Sunyi. Tapi sebentar saja. Kemudian ada suara salam terdengar.
Suaranya berat. Tapi aku hafal. Aku kenal. Ucok rupanya.

Ucok bukan tetanggaku. Rumahnya jauh. Dia bukan teman kecilku. Aku kenal dia ketika umurku sudah 20 tahun. Dia bukan teman kuliahku. Kami hanya satu kampus. Dia temannya temanku. Tapi sekarang temanku juga.

Ucok baik padaku. Sangat baik malah. Jadi aku juga mau baik padanya. Tapi aku tak bisa sangat baik. Yang ada aku malah suka. Hehehe. Aku terkekeh. Mana boleh. Tapi ghimana wong aku suka. Jadi aku bilang suka. Hahaha. Dia terbahak. Mungkin aku lucu. Aku suka Ucok, itu lucu. Jadi aku juga Pingin ketawa juga. Tapi aku lebih suka malu.

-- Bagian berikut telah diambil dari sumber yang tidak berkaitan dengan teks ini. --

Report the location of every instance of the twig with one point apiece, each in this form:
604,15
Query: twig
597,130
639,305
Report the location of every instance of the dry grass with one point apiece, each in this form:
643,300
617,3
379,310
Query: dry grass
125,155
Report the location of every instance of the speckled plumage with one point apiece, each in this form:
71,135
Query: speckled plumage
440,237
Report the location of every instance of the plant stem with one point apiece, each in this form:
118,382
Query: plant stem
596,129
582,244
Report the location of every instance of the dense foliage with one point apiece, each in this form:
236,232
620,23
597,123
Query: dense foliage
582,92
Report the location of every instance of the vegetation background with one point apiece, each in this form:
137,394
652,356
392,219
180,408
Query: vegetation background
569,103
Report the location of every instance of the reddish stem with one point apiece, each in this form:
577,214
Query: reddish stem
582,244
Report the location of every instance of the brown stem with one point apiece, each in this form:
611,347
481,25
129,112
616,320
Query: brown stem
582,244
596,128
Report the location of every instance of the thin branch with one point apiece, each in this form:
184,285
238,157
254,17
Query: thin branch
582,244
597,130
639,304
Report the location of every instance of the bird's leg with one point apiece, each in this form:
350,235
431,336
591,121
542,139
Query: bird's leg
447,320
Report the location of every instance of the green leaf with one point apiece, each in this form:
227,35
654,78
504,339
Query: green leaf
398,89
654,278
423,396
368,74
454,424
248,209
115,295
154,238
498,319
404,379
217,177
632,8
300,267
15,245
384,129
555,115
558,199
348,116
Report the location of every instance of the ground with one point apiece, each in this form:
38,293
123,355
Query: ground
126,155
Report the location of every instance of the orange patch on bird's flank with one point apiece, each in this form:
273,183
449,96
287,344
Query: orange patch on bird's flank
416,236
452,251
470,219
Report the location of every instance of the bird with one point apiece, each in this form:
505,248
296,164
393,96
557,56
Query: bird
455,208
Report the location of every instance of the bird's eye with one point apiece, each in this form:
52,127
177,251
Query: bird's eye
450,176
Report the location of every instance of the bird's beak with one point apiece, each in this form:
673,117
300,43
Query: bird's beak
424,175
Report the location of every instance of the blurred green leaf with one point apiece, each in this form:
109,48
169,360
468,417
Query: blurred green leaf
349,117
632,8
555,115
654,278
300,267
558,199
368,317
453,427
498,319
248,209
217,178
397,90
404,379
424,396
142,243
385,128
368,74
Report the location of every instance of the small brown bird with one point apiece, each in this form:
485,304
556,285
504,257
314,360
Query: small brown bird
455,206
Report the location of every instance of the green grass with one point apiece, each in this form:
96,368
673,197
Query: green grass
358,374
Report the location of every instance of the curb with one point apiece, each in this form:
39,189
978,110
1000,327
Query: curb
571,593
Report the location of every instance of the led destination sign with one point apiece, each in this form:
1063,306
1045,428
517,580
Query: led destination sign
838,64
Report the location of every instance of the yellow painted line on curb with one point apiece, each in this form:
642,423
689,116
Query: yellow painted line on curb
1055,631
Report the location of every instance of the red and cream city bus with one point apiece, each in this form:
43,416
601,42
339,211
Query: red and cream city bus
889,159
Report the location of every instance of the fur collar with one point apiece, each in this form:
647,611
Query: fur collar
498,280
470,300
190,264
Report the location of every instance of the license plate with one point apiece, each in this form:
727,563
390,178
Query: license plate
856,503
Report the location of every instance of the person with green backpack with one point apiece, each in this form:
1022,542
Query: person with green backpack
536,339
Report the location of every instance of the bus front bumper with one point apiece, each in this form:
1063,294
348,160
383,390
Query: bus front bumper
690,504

Dua jam itu berarti tujuh ribu dua ratus detik. Selama itu Ucok ngalor ngidul gak jelas ditelpon tadi. Kasihan. Walopun mata ini tak langsung melihat. Tapi seperti halnya mata hati, aku juga percaya ada mata telinga. Tepat di detik ke 7195, ucok pamit shalat. Malam itu jam setengah 12 malam. Sama seperti telponnya yang dulu- dulu. Aku tau. Ucok capek. Kewajibannya menghibur teman sudah cukup untuk malam ini. Jadi aku lebih suka mengizinkannya tidur duluan.

Klik…
Panggilan berakhir. Seperti disedot oleh mesin waktu, sekejap suara beratnya pulang. Senyap. Aku sendirian. Aku pingin nangis . Tapi aku perempuan. Jadi aku tertawa saja. Kasihan Ucok. Dia terlalu kasihan padaku. Sampai- sampai dia tak sadar, aku juga kasihan padanya.

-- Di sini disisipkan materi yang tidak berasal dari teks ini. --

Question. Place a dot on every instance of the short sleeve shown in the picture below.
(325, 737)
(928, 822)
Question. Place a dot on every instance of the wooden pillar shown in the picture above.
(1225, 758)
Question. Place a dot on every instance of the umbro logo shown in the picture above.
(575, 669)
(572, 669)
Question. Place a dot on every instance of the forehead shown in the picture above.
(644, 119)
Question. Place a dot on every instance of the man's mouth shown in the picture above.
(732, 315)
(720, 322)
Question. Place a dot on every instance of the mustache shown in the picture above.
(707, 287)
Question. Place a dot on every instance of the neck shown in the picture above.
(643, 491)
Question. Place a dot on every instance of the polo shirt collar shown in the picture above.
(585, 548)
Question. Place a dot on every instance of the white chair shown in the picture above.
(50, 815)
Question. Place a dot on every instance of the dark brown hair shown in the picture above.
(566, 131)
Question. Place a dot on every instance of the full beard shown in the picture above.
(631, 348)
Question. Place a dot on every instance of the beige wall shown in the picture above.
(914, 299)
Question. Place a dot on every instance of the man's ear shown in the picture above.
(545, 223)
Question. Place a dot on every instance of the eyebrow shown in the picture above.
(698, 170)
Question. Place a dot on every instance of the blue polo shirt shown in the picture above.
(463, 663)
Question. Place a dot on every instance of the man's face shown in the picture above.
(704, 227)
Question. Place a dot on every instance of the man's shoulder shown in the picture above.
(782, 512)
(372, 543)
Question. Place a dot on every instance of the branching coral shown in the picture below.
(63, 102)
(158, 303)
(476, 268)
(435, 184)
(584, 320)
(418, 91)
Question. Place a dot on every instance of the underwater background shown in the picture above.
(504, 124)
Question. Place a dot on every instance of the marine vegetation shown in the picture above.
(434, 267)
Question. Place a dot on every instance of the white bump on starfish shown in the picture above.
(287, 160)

“ Ucok temanku. Aku, temanmu yang kau kasihani ini, cermin berkabut tebal. Gunakanlah tanganmu, bukan nafasmu untuk menjernihkannya. Sampai yang tegas itu tegas, yang lemah itu jadi kuat. yang sudah kuat janganlah dilemahkan. Yang sudah tegas janganlah dikaburkan.
Tapi terima kasih,Ucok masih temanku. Kemarin. Hari ini. Sampai esok nanti, mungkin.